Assuring that Nigeria would spare no efforts in addressing the challenge of terrorism posed by the Boko Haram in the North East, banditry in the North West and North Central, Buhari said he would continue to work closely with the UN’s Counter- Terrorism bodies and entities with a view to bringing the scourge to an end. He gave the assurance that Nigeria would continue to play her part in peace keeping efforts knowing how important it is for those countries in vulnerable situations.
On international trade, the President called for reforms that would engender recovery from the COVID-19 crisis, build resilience to future shocks and pursue transformative development strategies that could deliver the 2030 Sustainable Development Goals.
The Nigerian leader also renewed the call for the reforms of the UN Security Council, stressing that intergovernmental negotiations on the issue was taking too long. ‘‘No reform of the United Nations system is more urgent than that of the Security Council.
Stakeholders around the world are asking how such power could be concentrated, with scant representation. ‘‘The intergovernmental negotiations have taken too long, some 15 years. ‘‘We must avoid going in circles. Consensus has been achieved in some of the elements of this reform, especially that of the representation of Africa on the basis of the Elzuwini consensus and the Sirte Declaration. ‘‘It is unreasonable to expect unanimity in this matter.
The issue, indeed, is about justice, not unanimity. Without justice, the legitimacy (even efficacy) of our Organization is called to question. ‘‘We can and must make substantial, irreversible progress on Security Council reform in the current session,’’ he said. On the Palestinian question, the President encouraged Israel and Palestine to re-engage in dialogue based on relevant UN resolutions and Initiatives.

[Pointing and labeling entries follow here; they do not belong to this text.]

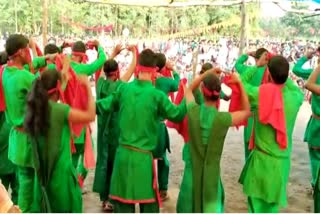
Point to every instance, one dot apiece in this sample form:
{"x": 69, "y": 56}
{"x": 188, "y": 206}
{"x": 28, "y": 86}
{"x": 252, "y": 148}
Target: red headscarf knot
{"x": 81, "y": 54}
{"x": 209, "y": 93}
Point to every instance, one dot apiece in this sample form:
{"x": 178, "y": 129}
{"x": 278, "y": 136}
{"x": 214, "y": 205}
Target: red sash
{"x": 75, "y": 95}
{"x": 2, "y": 100}
{"x": 182, "y": 127}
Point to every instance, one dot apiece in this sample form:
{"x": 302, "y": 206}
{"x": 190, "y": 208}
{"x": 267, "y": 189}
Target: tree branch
{"x": 170, "y": 3}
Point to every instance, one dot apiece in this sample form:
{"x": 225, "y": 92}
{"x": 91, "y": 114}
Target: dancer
{"x": 140, "y": 105}
{"x": 47, "y": 125}
{"x": 168, "y": 85}
{"x": 74, "y": 95}
{"x": 261, "y": 57}
{"x": 271, "y": 144}
{"x": 313, "y": 85}
{"x": 16, "y": 82}
{"x": 312, "y": 133}
{"x": 6, "y": 204}
{"x": 207, "y": 130}
{"x": 108, "y": 125}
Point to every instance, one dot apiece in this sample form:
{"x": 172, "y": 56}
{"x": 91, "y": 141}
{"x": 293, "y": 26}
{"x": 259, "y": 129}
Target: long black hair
{"x": 36, "y": 122}
{"x": 213, "y": 84}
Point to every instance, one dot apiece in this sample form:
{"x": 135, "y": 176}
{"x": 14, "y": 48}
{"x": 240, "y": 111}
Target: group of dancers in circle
{"x": 46, "y": 148}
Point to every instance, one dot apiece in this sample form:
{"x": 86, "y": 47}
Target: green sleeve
{"x": 247, "y": 76}
{"x": 105, "y": 104}
{"x": 198, "y": 96}
{"x": 37, "y": 62}
{"x": 89, "y": 69}
{"x": 299, "y": 96}
{"x": 28, "y": 79}
{"x": 252, "y": 91}
{"x": 51, "y": 66}
{"x": 175, "y": 83}
{"x": 226, "y": 119}
{"x": 191, "y": 105}
{"x": 299, "y": 71}
{"x": 240, "y": 66}
{"x": 222, "y": 94}
{"x": 170, "y": 111}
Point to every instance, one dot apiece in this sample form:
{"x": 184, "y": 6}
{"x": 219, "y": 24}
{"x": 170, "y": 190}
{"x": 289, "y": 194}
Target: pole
{"x": 44, "y": 21}
{"x": 243, "y": 37}
{"x": 16, "y": 14}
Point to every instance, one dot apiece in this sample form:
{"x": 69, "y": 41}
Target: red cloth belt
{"x": 154, "y": 171}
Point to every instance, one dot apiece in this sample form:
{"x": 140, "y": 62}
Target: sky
{"x": 269, "y": 9}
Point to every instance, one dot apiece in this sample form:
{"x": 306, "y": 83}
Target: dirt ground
{"x": 299, "y": 197}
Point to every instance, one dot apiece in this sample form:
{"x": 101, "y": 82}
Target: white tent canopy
{"x": 171, "y": 3}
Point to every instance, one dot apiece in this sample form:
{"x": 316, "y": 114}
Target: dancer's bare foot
{"x": 164, "y": 195}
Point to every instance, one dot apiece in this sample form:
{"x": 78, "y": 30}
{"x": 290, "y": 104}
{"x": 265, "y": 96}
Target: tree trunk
{"x": 243, "y": 37}
{"x": 44, "y": 21}
{"x": 16, "y": 14}
{"x": 195, "y": 55}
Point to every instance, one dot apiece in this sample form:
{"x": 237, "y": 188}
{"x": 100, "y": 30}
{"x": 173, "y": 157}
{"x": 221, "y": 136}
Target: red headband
{"x": 269, "y": 55}
{"x": 53, "y": 90}
{"x": 141, "y": 68}
{"x": 81, "y": 54}
{"x": 209, "y": 93}
{"x": 114, "y": 73}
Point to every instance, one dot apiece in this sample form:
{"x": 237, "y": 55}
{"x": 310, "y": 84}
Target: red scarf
{"x": 168, "y": 73}
{"x": 235, "y": 100}
{"x": 75, "y": 95}
{"x": 81, "y": 54}
{"x": 152, "y": 70}
{"x": 182, "y": 127}
{"x": 2, "y": 100}
{"x": 271, "y": 111}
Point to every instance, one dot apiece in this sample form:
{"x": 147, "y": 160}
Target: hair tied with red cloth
{"x": 269, "y": 55}
{"x": 141, "y": 68}
{"x": 91, "y": 45}
{"x": 54, "y": 90}
{"x": 209, "y": 93}
{"x": 81, "y": 54}
{"x": 114, "y": 73}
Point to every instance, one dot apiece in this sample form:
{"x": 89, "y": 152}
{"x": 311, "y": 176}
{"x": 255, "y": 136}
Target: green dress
{"x": 312, "y": 133}
{"x": 8, "y": 175}
{"x": 57, "y": 178}
{"x": 85, "y": 69}
{"x": 256, "y": 80}
{"x": 140, "y": 107}
{"x": 185, "y": 196}
{"x": 16, "y": 84}
{"x": 107, "y": 140}
{"x": 166, "y": 85}
{"x": 269, "y": 192}
{"x": 208, "y": 129}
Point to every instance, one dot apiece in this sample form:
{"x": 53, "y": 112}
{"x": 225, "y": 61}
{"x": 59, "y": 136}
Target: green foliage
{"x": 141, "y": 21}
{"x": 292, "y": 25}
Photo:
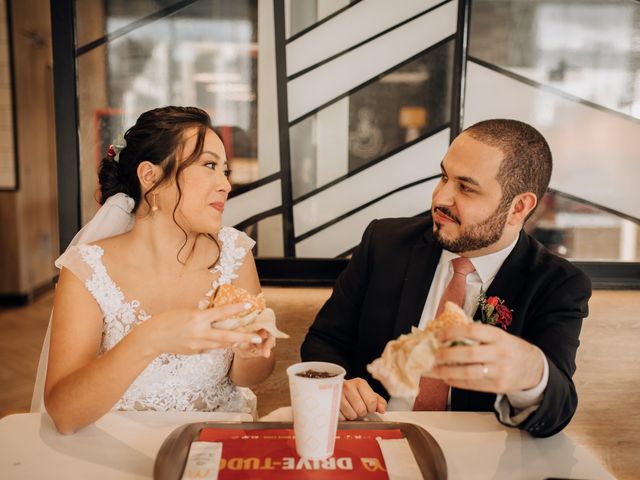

Buhari expressed deep concerns at the devastating effects of small arms and weapons, calling for accountability in conventional arms trade. President Buhari concluded his UN speech at the 76th annual general debate with praise for the outgoing German Chancellor Angela Merkel. He also pledged Nigeria’s unalloyed support for multilateralism and faith in the UN as the pre-eminent body for solving current and emerging global challenges.